Same could not be said of the unwanted guest, standing up with difficulty, wooden shrapnel from the impact all over him, plenty of new cuts and bruises covering his exposed skin.
“Enough!” he yelled out in a deranged scream.
He raised his hands again, and the same ball of darkness began forming between them once more, except this time it looked much bigger and more unstable.
“I’ll see you and all your stupid pets gone once and for all!”
A small goblin, scrawny of body but brave of spirit, jumped up on the counter, battered and bruised. His hands firmly gripped his magical staff, aimed straight at the man that once enslaved him.
“You leave Druma’s boss alone!”
The crab, the golem, the drake, even the mage himself, could only stare in awe as the runes carved on the wooden staff began glowing and, in a split second, a beam of bright green magic shot out of the diamond shaped crystal at its tip.
The arcane pulse filled the whole bazaar with blinding light and pierced right through the dark orb, dissipating it into nothing and hitting the dark mage squarely on the chest, no shield or protection able to stop it.
Too bright to look at, the light grew as it swallowed up the man and exploded with a loud blast.
As quick as it came, the bright light was gone, leaving everything else around untouched, but also leaving not a trace of its victim, except for a brief cloud of dust and ash that blew away in the wind after a moment.

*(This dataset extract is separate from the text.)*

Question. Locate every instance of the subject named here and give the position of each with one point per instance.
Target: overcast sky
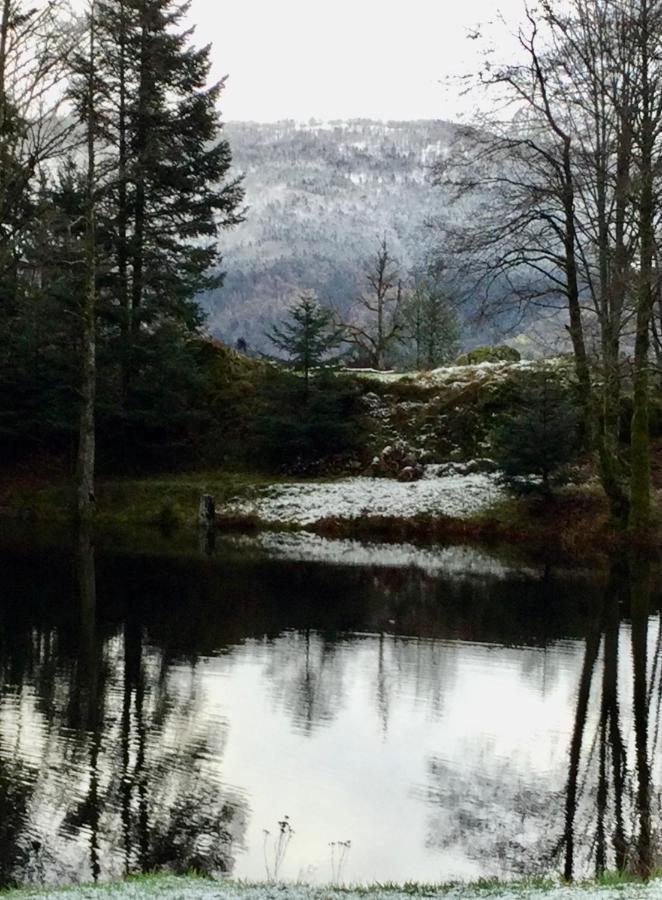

Druma stood rooted in place, staff still held out, his eyes wide as he stared at his own hands and at the spot where his foe had stood a few seconds before.
“Woah,” Balthazar said, his mouth still half open in shock as he walked up to where the front gate used to be and where the mage had just been vaporized. “Tweedus really wasn’t joking. That was one big boom.”
The goblin let out a short nervous chuckle as he lowered the staff, his expression telling he was still processing what he had just done.
Something shuffled and grunted outside, and Balthazar quickly turned and stepped through the empty doorway to investigate.
A small man jumped out from behind a boulder, red in the face, his hair looking as if he had been pulling at it from the sides, a thin, ridiculous pencil mustache disorderly twitching above his upper lip.
“Why!” Antoine yelled out in what sounded more like a screech. “Why can’t you just be gone?!”
Druma came running from inside the bazaar, staff still in hand. “Boss, boss! Want Druma to hit bad man with staff?”
“No,” Balthazar calmly said. “No need. I got this one.”